After the interview, my colleague left but I stayed on at the void deck of Block 702. I was reluctant to leave the light-hearted camaraderie. I was finally experiencing the kampung spirit for the first time, and it was a good feeling.
What struck me in my conversations with Sandy was how she insisted that it was the constant empathy and kindness of the residents that sustained the kampung-ness of the place. She only got the ball rolling, she said.
The more I talked to her, the clearer it became to me that, sugary as it may sound, this only works out of the goodness of people’s hearts. There is no set system or structure. No profit and no strings attached. It’s simply a neighbourhood coming together to help each other.
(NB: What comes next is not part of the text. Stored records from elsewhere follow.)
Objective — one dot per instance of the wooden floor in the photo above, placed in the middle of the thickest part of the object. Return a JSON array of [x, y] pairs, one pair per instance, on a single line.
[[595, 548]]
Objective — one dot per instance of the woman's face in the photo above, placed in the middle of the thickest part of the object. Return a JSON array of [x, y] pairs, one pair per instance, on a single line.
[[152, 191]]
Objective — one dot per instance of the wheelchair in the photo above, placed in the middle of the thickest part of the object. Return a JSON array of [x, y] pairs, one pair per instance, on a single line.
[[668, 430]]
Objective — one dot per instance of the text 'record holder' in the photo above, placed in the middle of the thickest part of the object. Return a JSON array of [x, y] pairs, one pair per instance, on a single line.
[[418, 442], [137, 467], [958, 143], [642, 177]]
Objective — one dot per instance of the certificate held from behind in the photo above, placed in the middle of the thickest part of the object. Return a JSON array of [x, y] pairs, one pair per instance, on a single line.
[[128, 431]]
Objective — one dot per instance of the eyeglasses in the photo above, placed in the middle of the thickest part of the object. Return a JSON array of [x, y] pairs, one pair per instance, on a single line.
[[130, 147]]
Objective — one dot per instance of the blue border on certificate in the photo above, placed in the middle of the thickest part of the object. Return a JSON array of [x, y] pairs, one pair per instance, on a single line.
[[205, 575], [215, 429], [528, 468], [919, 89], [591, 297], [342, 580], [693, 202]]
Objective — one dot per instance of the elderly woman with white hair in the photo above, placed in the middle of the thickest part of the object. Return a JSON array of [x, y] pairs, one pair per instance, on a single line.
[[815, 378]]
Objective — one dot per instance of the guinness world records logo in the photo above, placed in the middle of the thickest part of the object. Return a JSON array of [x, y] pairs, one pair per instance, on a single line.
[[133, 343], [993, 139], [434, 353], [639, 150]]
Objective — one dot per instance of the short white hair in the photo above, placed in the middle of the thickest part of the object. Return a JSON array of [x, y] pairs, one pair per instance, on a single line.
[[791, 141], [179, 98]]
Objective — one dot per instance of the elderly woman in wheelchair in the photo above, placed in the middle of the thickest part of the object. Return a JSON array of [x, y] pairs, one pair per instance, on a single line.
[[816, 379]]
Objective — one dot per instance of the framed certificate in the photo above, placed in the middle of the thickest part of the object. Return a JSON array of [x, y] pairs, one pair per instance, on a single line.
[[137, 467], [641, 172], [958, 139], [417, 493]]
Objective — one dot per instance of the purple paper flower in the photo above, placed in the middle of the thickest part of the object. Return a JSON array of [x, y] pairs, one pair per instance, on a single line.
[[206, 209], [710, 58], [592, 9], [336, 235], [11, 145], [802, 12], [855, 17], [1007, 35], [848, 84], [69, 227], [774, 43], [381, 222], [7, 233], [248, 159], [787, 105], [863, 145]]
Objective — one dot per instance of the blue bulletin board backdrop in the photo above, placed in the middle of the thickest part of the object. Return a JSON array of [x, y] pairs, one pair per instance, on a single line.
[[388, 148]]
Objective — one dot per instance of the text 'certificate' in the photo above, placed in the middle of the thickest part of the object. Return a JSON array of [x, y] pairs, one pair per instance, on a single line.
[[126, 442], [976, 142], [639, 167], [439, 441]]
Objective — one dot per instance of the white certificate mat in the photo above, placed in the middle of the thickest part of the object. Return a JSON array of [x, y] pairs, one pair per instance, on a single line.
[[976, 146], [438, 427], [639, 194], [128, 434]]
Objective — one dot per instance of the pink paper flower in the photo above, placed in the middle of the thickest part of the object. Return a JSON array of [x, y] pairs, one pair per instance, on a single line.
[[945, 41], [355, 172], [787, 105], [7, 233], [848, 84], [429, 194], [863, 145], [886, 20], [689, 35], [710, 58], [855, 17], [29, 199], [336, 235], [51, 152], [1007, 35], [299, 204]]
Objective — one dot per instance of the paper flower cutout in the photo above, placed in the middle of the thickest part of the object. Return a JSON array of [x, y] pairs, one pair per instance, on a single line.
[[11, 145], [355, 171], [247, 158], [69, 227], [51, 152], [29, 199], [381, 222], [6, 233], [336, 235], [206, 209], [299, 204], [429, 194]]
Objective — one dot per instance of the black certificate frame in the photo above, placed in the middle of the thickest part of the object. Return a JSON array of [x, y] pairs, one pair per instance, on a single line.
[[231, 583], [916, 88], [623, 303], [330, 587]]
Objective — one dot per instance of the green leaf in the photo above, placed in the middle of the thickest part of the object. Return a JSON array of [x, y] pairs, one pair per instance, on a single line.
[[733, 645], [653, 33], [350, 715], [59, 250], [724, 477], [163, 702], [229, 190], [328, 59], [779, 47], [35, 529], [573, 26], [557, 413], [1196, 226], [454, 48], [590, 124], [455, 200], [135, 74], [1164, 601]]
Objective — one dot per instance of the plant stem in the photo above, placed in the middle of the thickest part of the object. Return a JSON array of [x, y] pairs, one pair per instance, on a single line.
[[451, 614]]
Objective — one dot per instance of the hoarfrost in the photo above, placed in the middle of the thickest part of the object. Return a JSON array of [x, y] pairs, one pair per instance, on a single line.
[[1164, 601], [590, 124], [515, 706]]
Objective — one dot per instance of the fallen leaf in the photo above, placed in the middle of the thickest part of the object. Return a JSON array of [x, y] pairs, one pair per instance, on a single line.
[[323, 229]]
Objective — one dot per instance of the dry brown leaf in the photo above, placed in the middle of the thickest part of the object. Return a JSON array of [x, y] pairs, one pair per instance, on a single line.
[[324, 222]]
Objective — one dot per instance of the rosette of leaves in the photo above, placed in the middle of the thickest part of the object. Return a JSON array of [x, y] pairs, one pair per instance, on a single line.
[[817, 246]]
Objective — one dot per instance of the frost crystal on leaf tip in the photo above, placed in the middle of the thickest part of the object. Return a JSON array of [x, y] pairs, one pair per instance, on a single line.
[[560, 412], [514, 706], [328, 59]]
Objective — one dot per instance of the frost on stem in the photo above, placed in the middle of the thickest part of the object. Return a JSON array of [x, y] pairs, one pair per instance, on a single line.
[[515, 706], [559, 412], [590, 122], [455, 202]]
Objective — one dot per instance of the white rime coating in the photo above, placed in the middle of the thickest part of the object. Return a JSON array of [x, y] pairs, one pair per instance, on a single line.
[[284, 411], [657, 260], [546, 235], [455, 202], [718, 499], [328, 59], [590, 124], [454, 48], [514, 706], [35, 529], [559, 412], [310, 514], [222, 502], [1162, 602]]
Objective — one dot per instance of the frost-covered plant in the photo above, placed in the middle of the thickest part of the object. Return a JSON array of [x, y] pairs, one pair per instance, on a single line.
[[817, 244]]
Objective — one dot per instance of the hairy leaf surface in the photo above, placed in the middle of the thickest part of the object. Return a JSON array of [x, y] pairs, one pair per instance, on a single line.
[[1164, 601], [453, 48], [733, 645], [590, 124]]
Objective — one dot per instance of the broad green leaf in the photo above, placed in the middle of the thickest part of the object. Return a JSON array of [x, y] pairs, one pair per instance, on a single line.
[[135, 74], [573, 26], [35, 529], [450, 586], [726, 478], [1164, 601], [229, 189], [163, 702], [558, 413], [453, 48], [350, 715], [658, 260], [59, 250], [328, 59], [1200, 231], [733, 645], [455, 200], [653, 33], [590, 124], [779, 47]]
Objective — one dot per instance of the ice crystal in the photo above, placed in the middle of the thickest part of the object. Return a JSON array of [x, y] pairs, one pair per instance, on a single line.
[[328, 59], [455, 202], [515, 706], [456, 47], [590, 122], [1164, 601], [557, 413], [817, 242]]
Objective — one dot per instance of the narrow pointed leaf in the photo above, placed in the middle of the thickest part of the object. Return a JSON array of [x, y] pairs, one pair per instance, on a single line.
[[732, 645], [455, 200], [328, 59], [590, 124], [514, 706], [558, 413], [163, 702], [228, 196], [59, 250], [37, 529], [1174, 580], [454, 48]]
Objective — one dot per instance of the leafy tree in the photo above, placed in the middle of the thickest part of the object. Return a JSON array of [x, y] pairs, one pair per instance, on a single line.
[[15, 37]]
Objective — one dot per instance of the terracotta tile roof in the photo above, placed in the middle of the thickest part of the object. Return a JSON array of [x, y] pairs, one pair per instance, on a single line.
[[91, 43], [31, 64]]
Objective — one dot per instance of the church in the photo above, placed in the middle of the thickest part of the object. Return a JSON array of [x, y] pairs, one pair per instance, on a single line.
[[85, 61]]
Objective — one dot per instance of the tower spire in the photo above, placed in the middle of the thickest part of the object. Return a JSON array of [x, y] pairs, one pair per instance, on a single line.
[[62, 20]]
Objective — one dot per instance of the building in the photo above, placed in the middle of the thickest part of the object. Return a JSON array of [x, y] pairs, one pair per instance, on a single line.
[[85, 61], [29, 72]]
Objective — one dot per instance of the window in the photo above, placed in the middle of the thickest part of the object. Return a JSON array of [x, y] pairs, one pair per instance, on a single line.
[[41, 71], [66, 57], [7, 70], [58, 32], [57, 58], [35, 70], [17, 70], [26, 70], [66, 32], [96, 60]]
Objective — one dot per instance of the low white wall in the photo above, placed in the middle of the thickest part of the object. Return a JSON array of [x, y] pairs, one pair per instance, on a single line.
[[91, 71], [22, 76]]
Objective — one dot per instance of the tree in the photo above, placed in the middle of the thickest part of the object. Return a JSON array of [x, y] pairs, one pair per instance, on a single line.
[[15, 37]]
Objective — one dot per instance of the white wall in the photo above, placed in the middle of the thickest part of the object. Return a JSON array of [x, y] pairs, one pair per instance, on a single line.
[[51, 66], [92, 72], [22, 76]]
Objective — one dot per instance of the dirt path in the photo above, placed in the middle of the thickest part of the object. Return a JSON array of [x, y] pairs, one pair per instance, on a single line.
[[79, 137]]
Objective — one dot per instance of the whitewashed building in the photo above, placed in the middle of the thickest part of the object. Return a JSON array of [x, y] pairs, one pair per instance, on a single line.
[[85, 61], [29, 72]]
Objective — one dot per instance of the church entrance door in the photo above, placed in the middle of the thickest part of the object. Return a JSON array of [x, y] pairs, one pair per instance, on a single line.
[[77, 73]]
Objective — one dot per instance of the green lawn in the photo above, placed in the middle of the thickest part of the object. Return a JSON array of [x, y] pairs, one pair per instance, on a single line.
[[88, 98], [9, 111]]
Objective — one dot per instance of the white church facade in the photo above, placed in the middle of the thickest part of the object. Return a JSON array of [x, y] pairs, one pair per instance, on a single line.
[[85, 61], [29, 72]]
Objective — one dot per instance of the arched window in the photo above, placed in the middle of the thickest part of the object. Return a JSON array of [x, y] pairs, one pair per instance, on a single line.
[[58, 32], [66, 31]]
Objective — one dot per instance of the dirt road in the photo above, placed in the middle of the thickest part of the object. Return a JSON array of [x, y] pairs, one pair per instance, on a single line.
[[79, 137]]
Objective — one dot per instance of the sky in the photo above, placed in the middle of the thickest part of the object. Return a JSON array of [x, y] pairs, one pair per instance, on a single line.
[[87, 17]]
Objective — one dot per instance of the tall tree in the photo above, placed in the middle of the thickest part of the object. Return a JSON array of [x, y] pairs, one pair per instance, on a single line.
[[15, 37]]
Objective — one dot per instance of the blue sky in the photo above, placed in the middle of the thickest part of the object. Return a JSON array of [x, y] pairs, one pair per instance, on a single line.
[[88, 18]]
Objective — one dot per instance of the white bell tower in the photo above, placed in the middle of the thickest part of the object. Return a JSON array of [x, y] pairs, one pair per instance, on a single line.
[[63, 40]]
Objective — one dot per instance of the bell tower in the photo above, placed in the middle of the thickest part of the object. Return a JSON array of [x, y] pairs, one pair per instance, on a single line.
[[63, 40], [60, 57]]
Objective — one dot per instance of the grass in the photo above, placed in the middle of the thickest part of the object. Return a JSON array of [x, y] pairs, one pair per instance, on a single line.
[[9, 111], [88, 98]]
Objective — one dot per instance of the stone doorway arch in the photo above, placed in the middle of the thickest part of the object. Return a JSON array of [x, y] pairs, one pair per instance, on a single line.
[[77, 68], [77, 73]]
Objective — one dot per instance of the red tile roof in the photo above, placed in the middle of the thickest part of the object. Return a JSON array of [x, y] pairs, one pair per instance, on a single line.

One of the most wholesome neighbourhoods I’ve been in
The half-day experience was truly an eye-opener for me. It showed me that even though we don’t live in villages any more, the kampung spirit can still thrive in today’s society.
As I bid goodbye to Sandy, she said that I was always welcome to visit.
In a world where people stay glued to their devices instead of interacting with their neighbours, the kampung spirit is alive and well in Bedok Reservoir and it continues to live on in Sandy Goh and the people around her.